Parallel computations
The CV functions in the cv package are all capable
of performing parallel computations by setting the ncores
argument (specifying the number of computer cores to be used) to a
number > 1 (which is the default).

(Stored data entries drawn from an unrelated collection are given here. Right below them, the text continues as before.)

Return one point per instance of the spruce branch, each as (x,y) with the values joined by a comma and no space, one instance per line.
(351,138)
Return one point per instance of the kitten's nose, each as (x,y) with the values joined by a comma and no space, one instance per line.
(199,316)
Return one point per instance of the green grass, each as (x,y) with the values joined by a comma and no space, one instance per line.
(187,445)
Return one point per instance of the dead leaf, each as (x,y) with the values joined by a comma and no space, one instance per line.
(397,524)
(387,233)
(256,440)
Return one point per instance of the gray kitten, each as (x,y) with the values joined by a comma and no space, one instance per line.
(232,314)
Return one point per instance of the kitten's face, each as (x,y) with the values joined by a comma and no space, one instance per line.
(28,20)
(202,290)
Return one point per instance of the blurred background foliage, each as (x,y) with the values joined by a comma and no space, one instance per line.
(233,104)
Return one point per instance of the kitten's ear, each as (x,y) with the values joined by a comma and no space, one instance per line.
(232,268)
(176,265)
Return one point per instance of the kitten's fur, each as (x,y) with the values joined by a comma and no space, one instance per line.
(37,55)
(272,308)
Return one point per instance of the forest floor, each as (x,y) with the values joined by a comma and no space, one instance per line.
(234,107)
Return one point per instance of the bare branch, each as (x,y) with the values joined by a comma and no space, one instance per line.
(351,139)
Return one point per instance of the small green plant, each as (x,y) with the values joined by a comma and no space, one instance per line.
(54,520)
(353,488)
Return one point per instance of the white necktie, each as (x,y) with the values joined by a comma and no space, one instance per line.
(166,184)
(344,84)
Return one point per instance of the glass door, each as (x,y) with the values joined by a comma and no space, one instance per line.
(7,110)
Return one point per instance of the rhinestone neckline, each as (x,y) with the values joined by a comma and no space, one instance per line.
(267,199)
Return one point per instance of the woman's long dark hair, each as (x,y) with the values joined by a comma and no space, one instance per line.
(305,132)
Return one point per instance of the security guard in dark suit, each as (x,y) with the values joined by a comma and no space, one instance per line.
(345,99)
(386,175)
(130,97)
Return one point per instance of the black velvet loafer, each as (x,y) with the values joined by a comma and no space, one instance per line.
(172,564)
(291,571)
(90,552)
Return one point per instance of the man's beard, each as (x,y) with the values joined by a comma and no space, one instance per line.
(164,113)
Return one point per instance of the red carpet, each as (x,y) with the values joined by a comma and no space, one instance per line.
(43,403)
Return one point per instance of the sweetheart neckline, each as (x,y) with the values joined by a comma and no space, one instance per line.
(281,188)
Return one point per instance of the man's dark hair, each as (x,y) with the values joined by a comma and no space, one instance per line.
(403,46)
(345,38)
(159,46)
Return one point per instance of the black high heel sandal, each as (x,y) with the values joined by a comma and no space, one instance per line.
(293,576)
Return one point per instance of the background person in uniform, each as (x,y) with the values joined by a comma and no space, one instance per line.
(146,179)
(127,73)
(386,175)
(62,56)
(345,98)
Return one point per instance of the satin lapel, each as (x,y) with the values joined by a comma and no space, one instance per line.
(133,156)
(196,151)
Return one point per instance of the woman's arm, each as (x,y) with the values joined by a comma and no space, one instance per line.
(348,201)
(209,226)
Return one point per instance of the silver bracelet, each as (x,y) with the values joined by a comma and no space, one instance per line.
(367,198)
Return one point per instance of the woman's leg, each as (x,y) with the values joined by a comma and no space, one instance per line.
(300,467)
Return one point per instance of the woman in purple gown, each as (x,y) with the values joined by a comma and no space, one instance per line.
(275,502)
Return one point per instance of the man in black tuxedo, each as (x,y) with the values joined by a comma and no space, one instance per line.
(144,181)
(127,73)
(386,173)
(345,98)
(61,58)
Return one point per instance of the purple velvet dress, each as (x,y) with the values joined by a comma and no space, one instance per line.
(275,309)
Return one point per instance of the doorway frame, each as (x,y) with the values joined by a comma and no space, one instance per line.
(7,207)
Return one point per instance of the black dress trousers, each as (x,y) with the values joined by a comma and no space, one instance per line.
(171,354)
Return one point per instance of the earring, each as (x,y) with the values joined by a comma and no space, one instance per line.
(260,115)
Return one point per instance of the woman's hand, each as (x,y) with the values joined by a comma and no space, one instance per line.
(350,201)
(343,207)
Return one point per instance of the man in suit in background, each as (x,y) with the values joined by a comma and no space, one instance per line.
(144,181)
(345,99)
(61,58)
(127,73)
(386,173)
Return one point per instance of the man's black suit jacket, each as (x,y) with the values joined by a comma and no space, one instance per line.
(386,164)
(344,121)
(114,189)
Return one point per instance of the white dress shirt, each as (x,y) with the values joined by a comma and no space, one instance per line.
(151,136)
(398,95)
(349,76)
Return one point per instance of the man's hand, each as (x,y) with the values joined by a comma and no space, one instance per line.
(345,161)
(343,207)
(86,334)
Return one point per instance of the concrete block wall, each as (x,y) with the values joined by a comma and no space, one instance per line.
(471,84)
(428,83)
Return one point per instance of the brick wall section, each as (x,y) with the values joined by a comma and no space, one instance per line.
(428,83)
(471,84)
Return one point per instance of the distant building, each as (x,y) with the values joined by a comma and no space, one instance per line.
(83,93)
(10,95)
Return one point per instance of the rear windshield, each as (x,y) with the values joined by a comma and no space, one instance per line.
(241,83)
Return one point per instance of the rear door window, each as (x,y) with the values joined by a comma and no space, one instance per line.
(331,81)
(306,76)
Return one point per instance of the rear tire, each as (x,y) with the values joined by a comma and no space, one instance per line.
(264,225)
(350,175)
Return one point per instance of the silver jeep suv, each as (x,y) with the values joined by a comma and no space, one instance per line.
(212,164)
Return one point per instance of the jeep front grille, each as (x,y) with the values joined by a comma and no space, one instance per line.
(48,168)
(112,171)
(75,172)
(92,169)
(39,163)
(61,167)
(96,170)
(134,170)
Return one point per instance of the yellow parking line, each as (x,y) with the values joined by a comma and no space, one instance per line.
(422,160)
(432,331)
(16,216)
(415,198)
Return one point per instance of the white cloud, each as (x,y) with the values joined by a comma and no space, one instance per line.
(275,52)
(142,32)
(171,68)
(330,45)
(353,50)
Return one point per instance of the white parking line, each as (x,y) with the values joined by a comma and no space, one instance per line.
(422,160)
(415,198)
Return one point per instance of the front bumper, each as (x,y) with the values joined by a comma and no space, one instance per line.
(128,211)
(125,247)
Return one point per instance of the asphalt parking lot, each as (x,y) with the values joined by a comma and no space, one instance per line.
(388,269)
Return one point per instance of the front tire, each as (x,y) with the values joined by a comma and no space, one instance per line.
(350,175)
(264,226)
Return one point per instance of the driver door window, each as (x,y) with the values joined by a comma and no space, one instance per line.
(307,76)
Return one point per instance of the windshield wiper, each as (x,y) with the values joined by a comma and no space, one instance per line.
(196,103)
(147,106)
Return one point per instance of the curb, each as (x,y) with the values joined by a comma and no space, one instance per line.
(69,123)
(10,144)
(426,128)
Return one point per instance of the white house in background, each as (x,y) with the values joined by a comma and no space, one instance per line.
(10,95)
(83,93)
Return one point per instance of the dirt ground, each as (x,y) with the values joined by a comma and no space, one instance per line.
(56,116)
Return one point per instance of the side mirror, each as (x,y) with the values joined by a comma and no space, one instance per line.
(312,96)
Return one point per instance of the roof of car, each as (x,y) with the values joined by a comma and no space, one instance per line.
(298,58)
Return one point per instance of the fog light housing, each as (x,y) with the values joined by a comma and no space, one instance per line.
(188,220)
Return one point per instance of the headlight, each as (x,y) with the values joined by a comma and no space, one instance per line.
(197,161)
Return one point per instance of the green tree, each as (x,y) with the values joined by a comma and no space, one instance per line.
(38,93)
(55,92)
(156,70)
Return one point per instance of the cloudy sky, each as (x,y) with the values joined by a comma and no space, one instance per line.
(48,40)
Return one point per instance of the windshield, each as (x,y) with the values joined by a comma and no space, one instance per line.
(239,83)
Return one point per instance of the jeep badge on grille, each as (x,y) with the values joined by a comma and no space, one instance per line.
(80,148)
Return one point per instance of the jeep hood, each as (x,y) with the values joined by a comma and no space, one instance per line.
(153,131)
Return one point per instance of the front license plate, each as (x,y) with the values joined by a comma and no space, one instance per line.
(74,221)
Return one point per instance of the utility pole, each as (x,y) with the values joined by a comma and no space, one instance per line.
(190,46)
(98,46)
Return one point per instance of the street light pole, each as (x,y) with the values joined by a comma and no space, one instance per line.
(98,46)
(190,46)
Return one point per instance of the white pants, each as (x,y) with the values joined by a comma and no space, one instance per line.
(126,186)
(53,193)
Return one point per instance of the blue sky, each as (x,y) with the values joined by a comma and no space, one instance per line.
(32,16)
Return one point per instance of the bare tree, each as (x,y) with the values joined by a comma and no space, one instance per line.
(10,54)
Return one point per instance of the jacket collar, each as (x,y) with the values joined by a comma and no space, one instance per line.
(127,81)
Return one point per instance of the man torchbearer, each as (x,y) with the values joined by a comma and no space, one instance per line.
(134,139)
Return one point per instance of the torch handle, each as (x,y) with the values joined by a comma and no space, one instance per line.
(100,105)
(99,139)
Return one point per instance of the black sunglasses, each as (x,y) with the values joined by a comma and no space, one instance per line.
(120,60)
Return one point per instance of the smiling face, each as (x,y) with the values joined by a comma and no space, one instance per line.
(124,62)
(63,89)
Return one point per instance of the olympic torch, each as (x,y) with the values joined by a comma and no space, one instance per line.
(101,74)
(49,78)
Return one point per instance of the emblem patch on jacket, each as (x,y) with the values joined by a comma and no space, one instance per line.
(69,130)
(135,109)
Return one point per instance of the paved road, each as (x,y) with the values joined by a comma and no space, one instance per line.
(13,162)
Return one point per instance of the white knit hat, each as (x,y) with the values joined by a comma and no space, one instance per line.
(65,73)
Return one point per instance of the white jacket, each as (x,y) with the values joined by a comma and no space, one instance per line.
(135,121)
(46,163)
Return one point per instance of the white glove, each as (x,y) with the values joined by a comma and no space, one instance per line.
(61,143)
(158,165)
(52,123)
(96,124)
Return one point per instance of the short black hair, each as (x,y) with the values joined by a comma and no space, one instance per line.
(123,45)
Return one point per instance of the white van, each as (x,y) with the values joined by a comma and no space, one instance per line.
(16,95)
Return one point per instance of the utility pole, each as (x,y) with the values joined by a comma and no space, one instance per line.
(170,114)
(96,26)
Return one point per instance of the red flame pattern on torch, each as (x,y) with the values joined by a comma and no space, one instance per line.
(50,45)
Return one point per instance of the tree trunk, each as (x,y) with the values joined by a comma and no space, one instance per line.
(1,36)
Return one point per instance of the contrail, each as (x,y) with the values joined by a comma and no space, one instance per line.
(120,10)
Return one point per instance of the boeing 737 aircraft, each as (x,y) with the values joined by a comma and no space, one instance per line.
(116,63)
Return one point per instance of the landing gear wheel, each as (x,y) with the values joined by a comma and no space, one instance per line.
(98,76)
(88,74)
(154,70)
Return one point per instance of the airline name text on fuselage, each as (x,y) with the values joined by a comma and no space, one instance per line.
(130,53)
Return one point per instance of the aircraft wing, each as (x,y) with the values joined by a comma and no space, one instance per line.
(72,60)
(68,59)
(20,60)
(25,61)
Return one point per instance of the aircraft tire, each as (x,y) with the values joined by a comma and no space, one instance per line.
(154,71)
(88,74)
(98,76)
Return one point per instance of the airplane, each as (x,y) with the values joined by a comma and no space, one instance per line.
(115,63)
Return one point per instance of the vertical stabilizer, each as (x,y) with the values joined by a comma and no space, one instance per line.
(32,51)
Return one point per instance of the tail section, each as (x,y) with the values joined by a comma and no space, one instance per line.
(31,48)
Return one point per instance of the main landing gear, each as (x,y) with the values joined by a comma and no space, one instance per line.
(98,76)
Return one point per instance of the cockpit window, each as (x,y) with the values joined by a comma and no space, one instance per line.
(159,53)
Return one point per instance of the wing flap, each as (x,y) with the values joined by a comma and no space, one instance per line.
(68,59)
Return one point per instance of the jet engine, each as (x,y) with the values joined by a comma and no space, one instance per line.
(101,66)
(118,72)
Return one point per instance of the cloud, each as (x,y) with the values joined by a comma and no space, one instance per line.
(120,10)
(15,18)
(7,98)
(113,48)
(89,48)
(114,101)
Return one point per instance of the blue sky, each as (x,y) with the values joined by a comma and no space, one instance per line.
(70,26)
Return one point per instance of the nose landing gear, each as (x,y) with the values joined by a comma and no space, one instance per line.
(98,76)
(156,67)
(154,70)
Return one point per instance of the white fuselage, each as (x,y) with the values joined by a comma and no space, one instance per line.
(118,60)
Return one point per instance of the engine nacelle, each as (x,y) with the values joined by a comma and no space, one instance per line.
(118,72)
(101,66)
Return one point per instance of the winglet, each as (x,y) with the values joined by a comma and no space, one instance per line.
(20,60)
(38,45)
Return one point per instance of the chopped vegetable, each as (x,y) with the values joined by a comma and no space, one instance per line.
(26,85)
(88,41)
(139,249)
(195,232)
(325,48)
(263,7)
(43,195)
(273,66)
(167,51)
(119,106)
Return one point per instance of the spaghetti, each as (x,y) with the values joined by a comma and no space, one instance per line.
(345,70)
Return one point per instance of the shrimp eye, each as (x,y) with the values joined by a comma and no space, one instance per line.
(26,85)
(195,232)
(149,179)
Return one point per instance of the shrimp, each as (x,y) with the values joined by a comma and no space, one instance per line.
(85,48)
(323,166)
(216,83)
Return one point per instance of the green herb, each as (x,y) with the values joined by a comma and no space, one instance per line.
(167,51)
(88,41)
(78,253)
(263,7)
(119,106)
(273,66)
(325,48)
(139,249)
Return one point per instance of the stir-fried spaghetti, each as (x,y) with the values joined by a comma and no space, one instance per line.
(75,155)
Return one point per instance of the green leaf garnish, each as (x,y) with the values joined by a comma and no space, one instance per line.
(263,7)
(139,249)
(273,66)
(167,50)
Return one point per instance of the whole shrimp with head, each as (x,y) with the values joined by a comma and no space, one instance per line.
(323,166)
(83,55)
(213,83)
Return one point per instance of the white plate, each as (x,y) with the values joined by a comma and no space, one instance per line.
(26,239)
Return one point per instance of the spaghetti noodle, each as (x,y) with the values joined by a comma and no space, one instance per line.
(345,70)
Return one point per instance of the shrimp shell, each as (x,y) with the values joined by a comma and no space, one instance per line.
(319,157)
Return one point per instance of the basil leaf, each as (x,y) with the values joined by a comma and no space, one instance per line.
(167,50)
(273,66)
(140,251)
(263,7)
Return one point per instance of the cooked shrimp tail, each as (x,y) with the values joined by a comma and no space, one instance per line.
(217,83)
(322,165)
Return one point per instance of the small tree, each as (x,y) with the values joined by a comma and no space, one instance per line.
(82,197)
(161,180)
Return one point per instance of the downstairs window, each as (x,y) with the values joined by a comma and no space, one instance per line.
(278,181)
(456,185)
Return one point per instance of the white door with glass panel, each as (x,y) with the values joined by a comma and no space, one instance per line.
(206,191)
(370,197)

Parallel computation
can be advantageous for large problems, reducing the execution time of
the program.
To illustrate, let’s time model selection in Mroz’s logistic regression, repeating the computation as performed previously (but with LOO CV to lengthen the calculation) and then doing it in parallel using 2 cores:
system.time(
m.mroz.sel.cv <- cv(
selectStepAIC,
Mroz,
k = "loo",
criterion = BayesRule,
working.model = m.mroz,
AIC = FALSE
)
)
#> user system elapsed
#> 20.905 0.427 21.379
system.time(
m.mroz.sel.cv.p <- cv(
selectStepAIC,
Mroz,
k = "loo",
criterion = BayesRule,
working.model = m.mroz,
AIC = FALSE,
ncores = 2
)
)
#> user system elapsed
#> 0.244 0.035 12.250
all.equal(m.mroz.sel.cv, m.mroz.sel.cv.p)
#> [1] TRUEOn our computer, the parallel computation with 2 cores is nearly twice as fast, and produces the same result as the non-parallel computation.